Eine Trostmail hat uns von CP-Leser Peter Kammer, z.Zt. Karlsruhe, erreicht: „Ich kann kaum nachvollziehen, warum man sich in Berlin über den Nahverkehr beschwert“, schreibt er. Das System dort sei völlig chaotisch. Aber nicht nur das. „Jede Bahn - die wahlweise S-Bahn oder Tram heißt, aber keine Unterschiede aufweist – kommt mindestens 5 Minuten zu spät.“ Jede Menge Zugausfälle gebe es auch.“ Zum Glück haben wir in Berlin ja unsere S-Bahn.Denn die soll im bundesweiten Vergleich gar nicht so schlecht sein, schreibt die „Berliner Zeitung“. Zumindest bei der Pünktlichkeit ist sie die drittbeste S-Bahn von insgesamt zwölf. Rostock liegt vorn, Rhein-Neckar hinten.

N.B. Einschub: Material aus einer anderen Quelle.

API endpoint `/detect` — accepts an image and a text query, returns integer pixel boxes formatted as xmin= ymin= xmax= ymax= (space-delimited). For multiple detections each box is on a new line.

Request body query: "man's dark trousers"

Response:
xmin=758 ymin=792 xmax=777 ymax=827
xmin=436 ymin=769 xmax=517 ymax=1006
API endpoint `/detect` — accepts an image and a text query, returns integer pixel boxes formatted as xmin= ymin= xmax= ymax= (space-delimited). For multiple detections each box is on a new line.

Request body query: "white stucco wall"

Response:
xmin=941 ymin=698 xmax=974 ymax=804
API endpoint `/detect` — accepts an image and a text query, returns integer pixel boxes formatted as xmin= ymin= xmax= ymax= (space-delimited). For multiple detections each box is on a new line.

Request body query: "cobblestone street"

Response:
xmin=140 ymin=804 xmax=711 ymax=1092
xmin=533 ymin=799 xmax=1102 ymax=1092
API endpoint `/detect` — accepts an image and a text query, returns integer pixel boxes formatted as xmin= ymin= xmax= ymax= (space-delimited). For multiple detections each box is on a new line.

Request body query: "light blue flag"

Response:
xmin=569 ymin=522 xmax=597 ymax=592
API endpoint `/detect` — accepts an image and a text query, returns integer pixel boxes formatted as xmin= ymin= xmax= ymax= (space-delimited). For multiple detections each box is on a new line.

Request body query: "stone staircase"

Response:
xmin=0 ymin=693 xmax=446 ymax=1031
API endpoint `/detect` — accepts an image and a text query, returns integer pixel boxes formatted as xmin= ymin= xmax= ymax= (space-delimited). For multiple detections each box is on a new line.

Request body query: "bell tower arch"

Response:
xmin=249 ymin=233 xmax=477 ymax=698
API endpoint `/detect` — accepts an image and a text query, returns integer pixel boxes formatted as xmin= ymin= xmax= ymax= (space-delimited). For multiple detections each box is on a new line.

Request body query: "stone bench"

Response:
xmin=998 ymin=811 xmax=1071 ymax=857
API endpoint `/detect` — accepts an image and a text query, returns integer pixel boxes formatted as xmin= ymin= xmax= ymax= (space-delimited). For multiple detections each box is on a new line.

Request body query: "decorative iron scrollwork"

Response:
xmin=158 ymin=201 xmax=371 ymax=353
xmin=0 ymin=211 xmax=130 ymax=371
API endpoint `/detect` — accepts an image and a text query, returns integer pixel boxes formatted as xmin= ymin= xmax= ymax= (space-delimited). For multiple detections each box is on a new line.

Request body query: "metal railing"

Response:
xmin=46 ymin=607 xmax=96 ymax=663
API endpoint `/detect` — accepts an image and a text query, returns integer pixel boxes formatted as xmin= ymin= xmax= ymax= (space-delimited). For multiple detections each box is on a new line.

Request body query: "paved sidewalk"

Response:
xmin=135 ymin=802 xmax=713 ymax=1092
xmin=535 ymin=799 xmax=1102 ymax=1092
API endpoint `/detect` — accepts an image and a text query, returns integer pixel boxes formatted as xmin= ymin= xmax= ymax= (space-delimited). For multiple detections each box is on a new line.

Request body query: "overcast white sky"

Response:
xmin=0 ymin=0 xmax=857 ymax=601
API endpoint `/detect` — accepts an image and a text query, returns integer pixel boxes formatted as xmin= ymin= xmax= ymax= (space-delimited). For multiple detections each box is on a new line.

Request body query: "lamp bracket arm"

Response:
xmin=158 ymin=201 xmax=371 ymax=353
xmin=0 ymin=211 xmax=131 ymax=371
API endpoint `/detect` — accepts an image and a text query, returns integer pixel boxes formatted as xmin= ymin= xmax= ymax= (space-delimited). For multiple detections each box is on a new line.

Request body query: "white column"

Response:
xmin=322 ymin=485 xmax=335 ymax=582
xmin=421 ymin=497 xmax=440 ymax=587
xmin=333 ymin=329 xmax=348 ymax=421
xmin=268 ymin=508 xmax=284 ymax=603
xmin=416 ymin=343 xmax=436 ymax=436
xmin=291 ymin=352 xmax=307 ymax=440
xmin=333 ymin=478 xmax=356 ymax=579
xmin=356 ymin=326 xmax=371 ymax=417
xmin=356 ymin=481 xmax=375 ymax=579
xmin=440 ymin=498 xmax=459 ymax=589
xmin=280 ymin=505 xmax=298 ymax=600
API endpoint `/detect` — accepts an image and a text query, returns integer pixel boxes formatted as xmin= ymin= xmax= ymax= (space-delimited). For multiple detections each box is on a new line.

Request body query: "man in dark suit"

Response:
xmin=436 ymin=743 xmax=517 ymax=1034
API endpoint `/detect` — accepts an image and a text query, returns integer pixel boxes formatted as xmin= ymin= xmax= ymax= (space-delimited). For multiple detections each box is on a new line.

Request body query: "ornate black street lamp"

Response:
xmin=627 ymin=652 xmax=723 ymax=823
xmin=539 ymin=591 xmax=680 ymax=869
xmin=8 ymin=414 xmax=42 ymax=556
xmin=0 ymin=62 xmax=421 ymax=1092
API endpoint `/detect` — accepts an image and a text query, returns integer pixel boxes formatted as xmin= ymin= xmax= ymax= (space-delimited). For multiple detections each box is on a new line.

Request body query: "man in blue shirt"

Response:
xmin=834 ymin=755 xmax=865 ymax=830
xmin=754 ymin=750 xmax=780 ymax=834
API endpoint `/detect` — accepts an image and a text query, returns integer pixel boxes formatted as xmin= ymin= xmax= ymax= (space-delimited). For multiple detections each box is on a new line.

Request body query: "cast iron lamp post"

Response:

Ausgerechnet in die Region mit der schlimmsten S-Bahn zieht Herthas Co-Trainer Rainer Widmayer. Der allseits geschätzte Experte geht wohl zum Saisonende zum VfB Stuttgart (zurück). Der 51-Jährige ist in Sindelfingen geboren, seine Familie lebt im Großraum Stuttgart. Na dann Ha-Ho-Hele.
Der Umzug der Komödie am Ku’damm ins Schiller-Theater ist ein gewagtes Spiel gewesen. Bühnen-Chef Martin Woelffer kann dort trotzdem gut lachen: Für bislang 35 Aufführungen hat er 25.000 Tickets verkauft. „Das übersteigt unsere kühnsten Hoffnungen“. Hört sich nach guter Komödie an der Bismarckstraße an.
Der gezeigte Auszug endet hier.